Partenaire de longue date de la marque marseillaise et détenteur de 95% de son capital, le Chinois Tinno absorbe le reste de Wiko, à la faveur d’une année 2017 compliquée pour le Phocéen. Laurent Dahan, son fondateur, perd son rôle de président mais reste au comité exécutif de l’entreprise.
Wiko était détenu à 95% depuis 2012 par le fabricant chinois Tinno. Ce « partenaire » complète désormais l’absorption de l’entreprise phocéenne, apprend-on par voie de communiqué. « Ce rapprochement s’inscrit dans une logique actionnariale et industrielle » y explique Laurent Dahan, fondateur et désormais ex-président de Wiko.

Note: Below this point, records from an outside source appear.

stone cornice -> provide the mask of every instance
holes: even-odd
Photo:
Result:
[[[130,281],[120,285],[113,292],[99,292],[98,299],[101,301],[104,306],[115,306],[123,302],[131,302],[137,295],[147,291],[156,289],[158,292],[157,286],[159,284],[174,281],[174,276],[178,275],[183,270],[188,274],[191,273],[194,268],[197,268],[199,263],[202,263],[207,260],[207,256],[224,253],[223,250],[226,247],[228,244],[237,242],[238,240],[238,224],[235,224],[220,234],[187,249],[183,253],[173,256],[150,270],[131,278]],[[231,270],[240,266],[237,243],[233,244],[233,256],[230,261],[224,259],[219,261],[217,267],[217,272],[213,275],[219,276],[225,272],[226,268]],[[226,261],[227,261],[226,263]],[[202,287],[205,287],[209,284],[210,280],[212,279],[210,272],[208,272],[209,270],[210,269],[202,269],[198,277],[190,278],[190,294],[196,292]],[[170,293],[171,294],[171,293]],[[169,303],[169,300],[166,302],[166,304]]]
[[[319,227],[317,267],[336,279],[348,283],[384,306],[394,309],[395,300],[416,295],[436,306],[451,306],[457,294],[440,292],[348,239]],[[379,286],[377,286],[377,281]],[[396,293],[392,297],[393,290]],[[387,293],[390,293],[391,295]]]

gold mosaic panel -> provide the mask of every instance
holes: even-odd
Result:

Si Wiko est présentée comme une marque française, seules le design et le marketing étaient opérées depuis la France. Le reste de ses activités est localisé en Chine. Rien ne devrait changer quant à ce mode de fonctionnement. En outre, le Chinois conservera la marque Wiko, Tinno étant un illustre inconnu en Europe.

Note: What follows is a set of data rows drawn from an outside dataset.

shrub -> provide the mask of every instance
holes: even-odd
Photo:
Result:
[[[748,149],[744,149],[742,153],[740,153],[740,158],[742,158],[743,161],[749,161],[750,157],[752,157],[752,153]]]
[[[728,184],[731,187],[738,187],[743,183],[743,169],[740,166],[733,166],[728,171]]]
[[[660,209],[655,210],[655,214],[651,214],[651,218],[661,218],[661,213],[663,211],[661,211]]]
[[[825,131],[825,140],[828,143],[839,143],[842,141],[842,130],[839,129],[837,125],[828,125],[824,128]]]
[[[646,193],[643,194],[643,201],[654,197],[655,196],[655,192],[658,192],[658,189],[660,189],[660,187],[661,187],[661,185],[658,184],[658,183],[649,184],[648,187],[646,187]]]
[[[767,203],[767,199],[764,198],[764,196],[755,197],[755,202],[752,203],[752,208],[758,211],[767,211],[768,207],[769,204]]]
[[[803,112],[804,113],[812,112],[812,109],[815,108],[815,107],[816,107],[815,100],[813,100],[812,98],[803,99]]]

Le Wim en partie responsable
Aucun n’emploi n’est vraisemblablement menacé pour le moment mais il y a du changement à la direction. Laurent Dahan perd sa place de président, désormais occupée par le patron de Tinno, James Lin. Le fondateur de Wiko reste toutefois au comité exécutif en qualité de vice-président. « Le nouveau Comité Exécutif de Wiko est composé de James Lin, Président, Laurent Dahan, Senior Vice-Président, Michel Assadourian (ex-CEO) et Julien Heang, Vice-Présidents » précise le communiqué.

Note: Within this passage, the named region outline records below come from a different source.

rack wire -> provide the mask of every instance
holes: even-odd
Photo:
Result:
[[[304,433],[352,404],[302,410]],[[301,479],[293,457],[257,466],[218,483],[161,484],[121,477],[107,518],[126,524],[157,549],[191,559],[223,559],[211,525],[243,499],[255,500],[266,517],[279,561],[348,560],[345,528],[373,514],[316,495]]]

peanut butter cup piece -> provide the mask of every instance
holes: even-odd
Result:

Cette prise totale de contrôle n’est en somme que la suite logique du processus démarré en 2012. Toutefois, les récentes difficultés de Wiko ne sont pas étrangères à la volonté de Tinno de changer la direction. Principal fautif : le Wiko Wim. Smartphone de la cuvée 2017 de Wiko, le Wim marquait l’incursion du constructeur dans un segment plus haut de gamme qu’à son habitude. Un segment où il n’a pas fait d’étincelles.